The practice of medicine has changed greatly over the last 75 years, shifting from a practice of largely general practitioners who knew their patients over their whole lives to a fragmentation into sub-specialties, and the proliferation of multiple profit-deriving entities: the pharmaceutical industry, the insurance industry, and for-profit hospital and medical industry. During this time, doctors’ roles have shifted from independent healers engaged and embedded in communities to interchangeable and expendable bit-workers on ever more “efficient” medical assembly lines. Medicine has shifted from a focus on long-term healing relationships to a transactional, technician-based delivery system in which doctors are protocol-managers and data entry clerks.

The idea of medical activism encompasses the role of the physician as a moral agent, a member of a profession who answers to a higher calling. A professional has a moral calling that goes beyond the marketplace of the exchange of money or the influence of power. In speaking of medical activism, we wish to ground our discussion in the ancient profession of medicine, however we do also want to be inclusive and also use “medicine” in a larger context of health care professionals. The term, “healthcare activism,”[3] is a much larger term encompassing grass roots and activist/organizer movements. We do not mean to neglect this critical cultural force of health and healing, however for the purposes of this paper we are concerned with the identity of health care professionals as activists and medical activists.

In this paper we will develop the idea of medical activism as a form of moral agency which is a foundational element of professional identity. While there are many different forms of medical activism, we will focus on a few forms, such as, speaking out, bearing witness, critiquing systems and practices that contribute to disease and suffering, developing innovative delivery systems, reformulating philosophies of care and treatment, and advocacy to promote the health and well-being of individuals, local, national communities, and in this ever-more connected world, the global community. More recent public health issues have arisen with the Covid-19 coronavirus pandemic, the politicizing of sound public health measures (such as wearing masks and social distancing). Another growing public health concern is the growing fascist tendencies in the United States and abroad. We have a number of diagnostic manuals on fascism and we know that fascism is a public health issue: first it affects marginalized groups (Muslims, immigrants, Native Americans, African Americans, the LGBTQ community), then it affects those deemed dangerous to the regime (the “liberal” press, intellectuals, teachers, scientists, “liberal” politicians), and then it starts infecting more and more people with side effects of racism, xenophobia, hate speech toward the above groups, and eventually violence toward the above groups. To the end of cautioning the public about the public health risks of fascism, the formation of the professional organization, Doctors Against Fascism is proposed.

What it Means to be a Professional

To be a professional means that one is constantly professing – similarly if one is a profess-or. The roots of the word “profession” have to do with taking vows and declaring openly and to make public statement. The etymology of the word is related to “profess” and “prophet” going back to the ancient Proto-Indo-European root, *bha-, meaning “to speak, tell, say.”[4] What we are doing as professionals is continual professing – to declare openly and to speak, tell, say.
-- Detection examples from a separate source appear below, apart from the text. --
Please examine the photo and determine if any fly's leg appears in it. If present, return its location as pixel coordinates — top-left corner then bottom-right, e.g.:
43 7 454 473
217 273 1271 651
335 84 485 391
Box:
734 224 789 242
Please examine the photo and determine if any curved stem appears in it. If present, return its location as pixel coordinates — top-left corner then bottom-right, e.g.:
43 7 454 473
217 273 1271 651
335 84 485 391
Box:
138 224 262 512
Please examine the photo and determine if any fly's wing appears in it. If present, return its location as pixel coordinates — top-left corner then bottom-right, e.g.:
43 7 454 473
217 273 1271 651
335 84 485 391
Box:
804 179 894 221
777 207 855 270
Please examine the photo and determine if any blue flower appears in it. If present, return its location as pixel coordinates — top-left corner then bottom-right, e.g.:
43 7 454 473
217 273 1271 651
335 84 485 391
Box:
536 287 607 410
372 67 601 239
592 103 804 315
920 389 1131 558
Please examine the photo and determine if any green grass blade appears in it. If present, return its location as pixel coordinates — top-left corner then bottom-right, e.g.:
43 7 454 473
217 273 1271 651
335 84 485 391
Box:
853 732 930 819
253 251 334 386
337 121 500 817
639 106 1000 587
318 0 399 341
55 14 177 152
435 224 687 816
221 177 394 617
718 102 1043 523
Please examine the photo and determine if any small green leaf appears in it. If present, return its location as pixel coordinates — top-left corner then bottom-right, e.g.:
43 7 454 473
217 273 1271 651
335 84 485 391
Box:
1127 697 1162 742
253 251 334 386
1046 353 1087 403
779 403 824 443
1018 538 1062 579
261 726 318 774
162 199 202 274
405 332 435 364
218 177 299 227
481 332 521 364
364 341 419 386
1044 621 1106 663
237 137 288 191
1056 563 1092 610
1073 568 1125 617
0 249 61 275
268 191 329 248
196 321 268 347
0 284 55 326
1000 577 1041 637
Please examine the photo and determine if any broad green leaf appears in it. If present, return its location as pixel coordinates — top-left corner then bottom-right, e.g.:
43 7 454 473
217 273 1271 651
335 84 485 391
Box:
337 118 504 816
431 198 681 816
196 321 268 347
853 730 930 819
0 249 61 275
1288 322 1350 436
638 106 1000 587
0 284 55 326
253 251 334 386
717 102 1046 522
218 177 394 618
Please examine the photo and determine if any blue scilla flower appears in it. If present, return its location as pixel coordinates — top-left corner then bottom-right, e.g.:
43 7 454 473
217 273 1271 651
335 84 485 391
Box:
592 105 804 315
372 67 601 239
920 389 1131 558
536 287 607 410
            Our job as professionals it to profess, to declare openly, to speak, tell, say, to be prophets of health (which is different than focusing on the profits of the health care industry). The industry, the organization, the institution is not an inherently moral creation, it is more like a machine than a holder of morality, and it is the jobs of those professionals within the system to be the moral authority, the moral leadership of the institution.

De-professionalism

            With the rise of economic and productivity medicine we have seen a deprofessionalization[5] and dehumanization[6] of physicians and health care professionals. Corporate medicine is not interested in moral agents or medical activists, but rather what Foucault called “docile bodies,” to play limited roles within the institution. Moral agents and medical activists function independently or semi-autonomously, rather than as interchangeable technicians who dispense the same, generic, non-individualized treatment interventions. While corporate medicine pushes propaganda of customer service, true caring, compassion, and patient-centered care can only be given by individuals to individuals in the context of human relationships. Individuality and humanity are extraneous and problematic variables to corporate, machine medicine. 

Witnessing Professional

            Throughout his career, Robert Jay Lifton has written about the idea of the witnessing professional. He describes the shift toward “malignant normality,” “the imposition of a norm of destructive or violent behavior, so that such behavior is expected or required of people”.[7]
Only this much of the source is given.